The market’s slide comes a day after the S&P 500 posted its best day in more than three weeks. Other stock markets around the world made mostly modest gains. Longer-term Treasury yields veered lower after Trump’s remarks. They had earlier been hanging close to their highest levels in months.
The selling was widespread, led by technology stocks and companies that rely on consumer spending. Utilities were the only gainers among the 11 sectors in the S&P 500.
A report on Tuesday showed that U.S. employers advertised slightly fewer job openings in August than the prior month. But the number was nevertheless better than economists expected.
Trading on Wall Street has gotten even shakier recently as investors contend with a long list of uncertainties, from Trump’s COVID-19 diagnosis to waxing and waning expectations about Congress’ ability to deliver another round of stimulus for the economy.
The S&P 500 jumped 1.8% on Monday after Trump said he’s returning to the White House to complete his recovery from the coronavirus, though his medical team said he’s not yet fully “out of the woods.”

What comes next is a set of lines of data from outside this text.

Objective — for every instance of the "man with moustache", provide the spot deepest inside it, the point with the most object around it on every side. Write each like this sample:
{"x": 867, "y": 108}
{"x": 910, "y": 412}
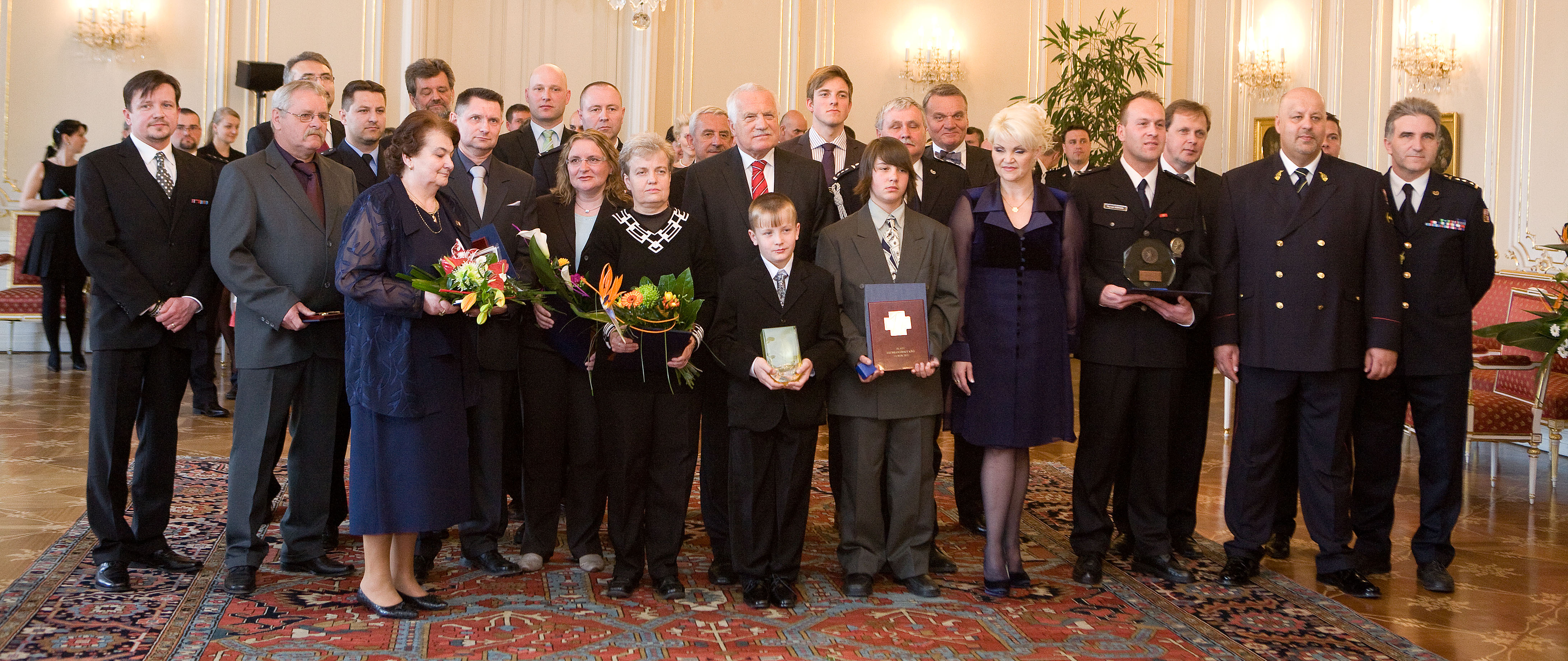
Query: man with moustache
{"x": 364, "y": 117}
{"x": 1308, "y": 302}
{"x": 719, "y": 194}
{"x": 306, "y": 66}
{"x": 548, "y": 98}
{"x": 948, "y": 117}
{"x": 275, "y": 244}
{"x": 1133, "y": 346}
{"x": 1445, "y": 231}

Powell has repeatedly urged Congress to provide additional aid, saying the Fed can’t prop up the economy by itself, even with interest rates at record lows. “The expansion is still far from complete,” Powell said in a speech to the National Association for Business Economics, group of corporate and academic economists.
Several big challenges lie ahead of markets. Chief among them is the still-raging pandemic, as so clearly illustrated by Trump’s stay in the hospital. The worry is that a ramp-up in infections could cause governments to bring back some of the restrictions they put on businesses early this year, which sent the economy hurtling into a recession.
“We’re on the eve of earnings season and people are reasonably undecided as to whether the correction that started in September has further to run,” said Julian Emanuel, BTIG chief equity and derivatives strategist.
The upcoming election also still means a host of uncertainty about tax rates and regulations on businesses, while tensions between the United States and China continue to simmer.
The yield on the 10-year Treasury note fell to 0.75% from 0.78% late Monday. While that’s still very low, the yield has been generally climbing since dropping close to 0.50% in early August.